Why Do Some of the Most Talented Dancers Never "Make It"?

A successful career takes more than great technique. Photo by Thinkstock

Since its founding in 1999, more than 80,000 ballet dancers have participated in Youth America Grand Prix events. While more than 450 alumni are currently dancing in companies across the world, the vast majority—tens of thousands—never turn that professional corner. And these are just the statistics from one competition.


"You may have the best teacher in the world and the best work ethic and be so committed, and still not make it," says YAGP founder Larissa Saveliev. "I have seen so many extremely talented dancers end up not having enough moti­vation and mental strength, not having the right body type, not getting into the right company at the right time or getting injured at the wrong moment. You need so many factors, and some of these are out of your hands."

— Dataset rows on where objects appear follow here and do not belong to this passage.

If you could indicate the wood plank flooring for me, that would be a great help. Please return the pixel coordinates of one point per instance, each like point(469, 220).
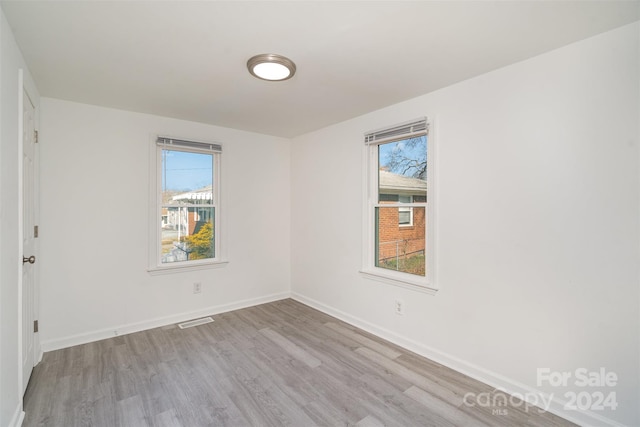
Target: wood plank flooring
point(277, 364)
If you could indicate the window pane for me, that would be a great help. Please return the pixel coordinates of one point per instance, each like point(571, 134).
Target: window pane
point(187, 233)
point(400, 248)
point(402, 169)
point(186, 177)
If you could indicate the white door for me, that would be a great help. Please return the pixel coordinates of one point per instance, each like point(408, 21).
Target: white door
point(29, 198)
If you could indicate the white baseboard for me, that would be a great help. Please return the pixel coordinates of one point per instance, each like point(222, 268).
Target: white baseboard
point(18, 416)
point(56, 344)
point(493, 379)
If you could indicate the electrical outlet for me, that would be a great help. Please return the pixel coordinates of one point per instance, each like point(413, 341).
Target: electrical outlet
point(399, 307)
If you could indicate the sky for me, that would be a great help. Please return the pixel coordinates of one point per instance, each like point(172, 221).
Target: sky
point(185, 171)
point(417, 152)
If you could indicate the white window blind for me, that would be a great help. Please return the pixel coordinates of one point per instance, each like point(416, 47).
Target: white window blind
point(405, 130)
point(169, 143)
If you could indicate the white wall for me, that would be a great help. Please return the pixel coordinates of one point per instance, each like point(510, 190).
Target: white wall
point(11, 62)
point(94, 209)
point(537, 180)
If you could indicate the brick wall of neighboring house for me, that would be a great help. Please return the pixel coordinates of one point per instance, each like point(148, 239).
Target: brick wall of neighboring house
point(406, 239)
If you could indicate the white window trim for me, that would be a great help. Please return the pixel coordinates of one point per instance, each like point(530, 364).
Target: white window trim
point(155, 267)
point(427, 284)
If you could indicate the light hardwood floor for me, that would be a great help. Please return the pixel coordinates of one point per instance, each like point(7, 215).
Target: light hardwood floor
point(275, 364)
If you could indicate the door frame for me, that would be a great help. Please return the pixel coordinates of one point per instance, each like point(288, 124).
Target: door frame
point(25, 85)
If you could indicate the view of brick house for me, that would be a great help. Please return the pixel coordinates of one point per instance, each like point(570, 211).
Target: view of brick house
point(179, 221)
point(400, 231)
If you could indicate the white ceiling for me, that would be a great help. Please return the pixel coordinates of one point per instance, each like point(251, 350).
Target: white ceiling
point(188, 59)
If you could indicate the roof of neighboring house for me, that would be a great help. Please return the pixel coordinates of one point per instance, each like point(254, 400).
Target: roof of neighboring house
point(204, 193)
point(393, 181)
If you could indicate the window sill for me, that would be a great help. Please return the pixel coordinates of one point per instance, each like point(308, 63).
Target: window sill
point(399, 280)
point(155, 271)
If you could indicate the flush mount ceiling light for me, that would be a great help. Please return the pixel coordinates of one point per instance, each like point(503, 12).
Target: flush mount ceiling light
point(272, 67)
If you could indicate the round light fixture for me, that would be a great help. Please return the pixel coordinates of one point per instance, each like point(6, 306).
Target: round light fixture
point(272, 67)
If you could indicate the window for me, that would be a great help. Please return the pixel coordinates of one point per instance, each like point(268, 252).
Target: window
point(185, 225)
point(398, 216)
point(405, 215)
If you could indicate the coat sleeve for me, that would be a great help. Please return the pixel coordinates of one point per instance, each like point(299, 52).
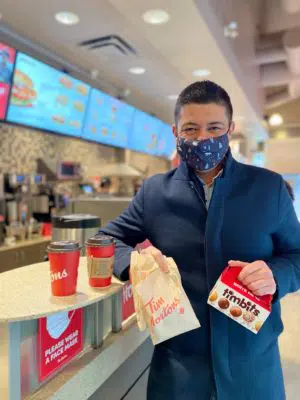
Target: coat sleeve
point(128, 230)
point(285, 263)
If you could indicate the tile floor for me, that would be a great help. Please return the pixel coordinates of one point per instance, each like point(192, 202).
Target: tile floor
point(290, 345)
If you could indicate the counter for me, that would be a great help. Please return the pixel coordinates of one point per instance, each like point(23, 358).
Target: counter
point(106, 207)
point(26, 297)
point(25, 243)
point(23, 253)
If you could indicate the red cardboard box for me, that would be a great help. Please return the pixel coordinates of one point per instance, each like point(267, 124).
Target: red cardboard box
point(234, 300)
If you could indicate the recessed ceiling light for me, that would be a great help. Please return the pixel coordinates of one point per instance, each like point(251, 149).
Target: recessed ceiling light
point(275, 120)
point(201, 73)
point(173, 96)
point(281, 135)
point(137, 70)
point(231, 30)
point(67, 18)
point(156, 17)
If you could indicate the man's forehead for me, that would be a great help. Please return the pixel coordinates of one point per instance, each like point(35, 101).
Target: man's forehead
point(212, 111)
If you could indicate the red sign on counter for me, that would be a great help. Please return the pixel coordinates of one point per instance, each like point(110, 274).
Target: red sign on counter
point(60, 339)
point(127, 301)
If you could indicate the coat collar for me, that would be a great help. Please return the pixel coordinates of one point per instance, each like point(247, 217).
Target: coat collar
point(184, 172)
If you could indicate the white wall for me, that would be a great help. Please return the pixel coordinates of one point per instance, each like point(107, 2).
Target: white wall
point(283, 156)
point(275, 19)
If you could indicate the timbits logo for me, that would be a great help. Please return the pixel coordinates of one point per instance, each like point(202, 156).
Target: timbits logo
point(127, 293)
point(58, 276)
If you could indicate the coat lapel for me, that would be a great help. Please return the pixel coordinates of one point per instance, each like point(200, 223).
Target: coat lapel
point(215, 262)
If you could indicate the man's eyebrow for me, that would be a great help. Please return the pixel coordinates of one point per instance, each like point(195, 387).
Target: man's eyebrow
point(190, 123)
point(216, 123)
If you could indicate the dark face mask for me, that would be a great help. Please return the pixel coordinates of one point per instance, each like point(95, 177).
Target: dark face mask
point(203, 155)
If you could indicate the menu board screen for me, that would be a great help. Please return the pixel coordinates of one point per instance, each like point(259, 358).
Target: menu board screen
point(144, 134)
point(7, 60)
point(108, 120)
point(45, 98)
point(167, 143)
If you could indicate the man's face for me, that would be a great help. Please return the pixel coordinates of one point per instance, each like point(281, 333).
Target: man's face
point(3, 58)
point(202, 121)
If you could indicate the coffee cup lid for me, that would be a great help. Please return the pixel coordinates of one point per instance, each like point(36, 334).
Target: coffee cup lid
point(63, 246)
point(100, 240)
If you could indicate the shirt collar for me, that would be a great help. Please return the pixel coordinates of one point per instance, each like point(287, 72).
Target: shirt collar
point(213, 181)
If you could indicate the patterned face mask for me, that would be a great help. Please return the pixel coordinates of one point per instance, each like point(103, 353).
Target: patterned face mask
point(203, 155)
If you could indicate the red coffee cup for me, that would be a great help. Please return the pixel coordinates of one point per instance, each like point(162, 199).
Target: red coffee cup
point(100, 251)
point(64, 261)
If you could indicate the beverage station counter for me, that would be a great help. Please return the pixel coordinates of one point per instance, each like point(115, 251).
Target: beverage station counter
point(56, 348)
point(23, 252)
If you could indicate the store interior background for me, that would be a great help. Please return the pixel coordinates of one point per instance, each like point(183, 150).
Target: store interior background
point(250, 47)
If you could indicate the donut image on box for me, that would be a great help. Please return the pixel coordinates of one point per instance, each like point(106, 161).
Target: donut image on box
point(233, 299)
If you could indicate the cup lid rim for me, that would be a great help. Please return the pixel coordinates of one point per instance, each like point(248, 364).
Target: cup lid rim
point(63, 246)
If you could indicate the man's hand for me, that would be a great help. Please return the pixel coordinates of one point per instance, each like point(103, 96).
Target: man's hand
point(158, 257)
point(256, 276)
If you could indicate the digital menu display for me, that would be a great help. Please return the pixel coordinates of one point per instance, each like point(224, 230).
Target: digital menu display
point(144, 135)
point(108, 120)
point(166, 143)
point(45, 98)
point(7, 61)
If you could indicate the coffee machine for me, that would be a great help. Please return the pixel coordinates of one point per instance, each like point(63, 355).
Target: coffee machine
point(39, 197)
point(16, 195)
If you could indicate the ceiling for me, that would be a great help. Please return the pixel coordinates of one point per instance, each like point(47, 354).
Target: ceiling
point(274, 22)
point(169, 52)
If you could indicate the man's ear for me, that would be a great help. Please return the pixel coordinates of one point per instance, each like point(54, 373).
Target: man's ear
point(231, 128)
point(175, 132)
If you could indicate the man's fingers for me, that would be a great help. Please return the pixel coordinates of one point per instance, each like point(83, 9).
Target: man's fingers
point(257, 276)
point(249, 269)
point(259, 284)
point(233, 263)
point(158, 257)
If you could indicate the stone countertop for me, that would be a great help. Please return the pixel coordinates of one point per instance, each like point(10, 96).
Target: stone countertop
point(26, 293)
point(104, 198)
point(25, 243)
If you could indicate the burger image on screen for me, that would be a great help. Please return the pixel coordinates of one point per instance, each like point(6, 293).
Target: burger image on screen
point(23, 93)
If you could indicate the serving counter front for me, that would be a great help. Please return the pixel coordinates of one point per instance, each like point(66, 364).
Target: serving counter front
point(36, 332)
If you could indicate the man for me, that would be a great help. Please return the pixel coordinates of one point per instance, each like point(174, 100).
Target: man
point(209, 212)
point(5, 67)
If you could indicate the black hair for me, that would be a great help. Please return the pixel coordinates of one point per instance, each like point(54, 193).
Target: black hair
point(105, 183)
point(290, 190)
point(203, 92)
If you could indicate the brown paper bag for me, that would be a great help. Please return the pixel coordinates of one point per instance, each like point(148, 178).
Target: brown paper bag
point(159, 298)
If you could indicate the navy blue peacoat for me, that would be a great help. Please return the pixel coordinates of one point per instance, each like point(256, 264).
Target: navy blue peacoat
point(250, 217)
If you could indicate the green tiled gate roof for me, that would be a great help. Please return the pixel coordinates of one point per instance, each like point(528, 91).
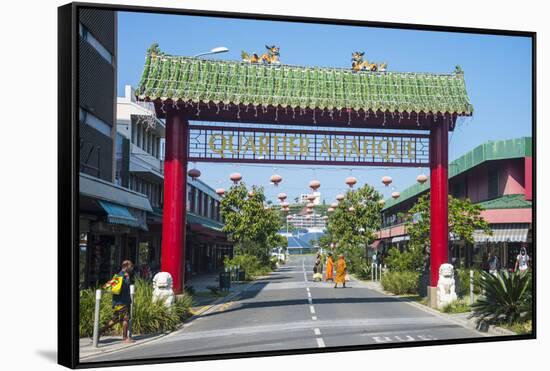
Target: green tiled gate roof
point(199, 80)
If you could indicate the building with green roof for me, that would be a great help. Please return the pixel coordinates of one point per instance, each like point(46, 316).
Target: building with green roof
point(496, 175)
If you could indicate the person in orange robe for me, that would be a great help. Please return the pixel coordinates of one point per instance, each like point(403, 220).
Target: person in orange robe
point(340, 272)
point(330, 268)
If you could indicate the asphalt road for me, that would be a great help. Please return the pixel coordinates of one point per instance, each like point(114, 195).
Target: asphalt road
point(289, 311)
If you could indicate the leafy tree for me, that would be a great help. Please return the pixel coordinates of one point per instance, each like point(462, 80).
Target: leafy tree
point(464, 219)
point(250, 226)
point(351, 231)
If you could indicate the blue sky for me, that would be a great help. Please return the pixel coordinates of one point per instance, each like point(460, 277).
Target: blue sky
point(497, 72)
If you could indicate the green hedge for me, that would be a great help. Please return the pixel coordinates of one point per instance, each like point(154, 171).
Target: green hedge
point(148, 316)
point(400, 283)
point(251, 265)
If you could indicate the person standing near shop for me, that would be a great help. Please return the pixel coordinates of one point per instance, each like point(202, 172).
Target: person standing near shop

While we most often talk about the few dancers who make it in a big way, there is a lot to be learned from the much larger group who don't get there. Why do some seriously talented dancers never end up fulfilling their potential?

"It is not about talent—it's about personality and perseverance," says Ray Leeper, director of NUVO Dance Convention. "The process of becoming a professional is different than being a professional."

The Problem: Being Unprepared

A mentor will help you understand what it takes to make the transition from student to professional. Photo by Unsplash

After graduation, most young dancers spend a year or two auditioning or doing second company work. This limbo can be confusing to navigate and many young dancers—and their parents—do not have a realistic idea of what to expect. For instance, what should your schedule and priorities look like when you are auditioning or in between jobs? What will a transition year or two really cost?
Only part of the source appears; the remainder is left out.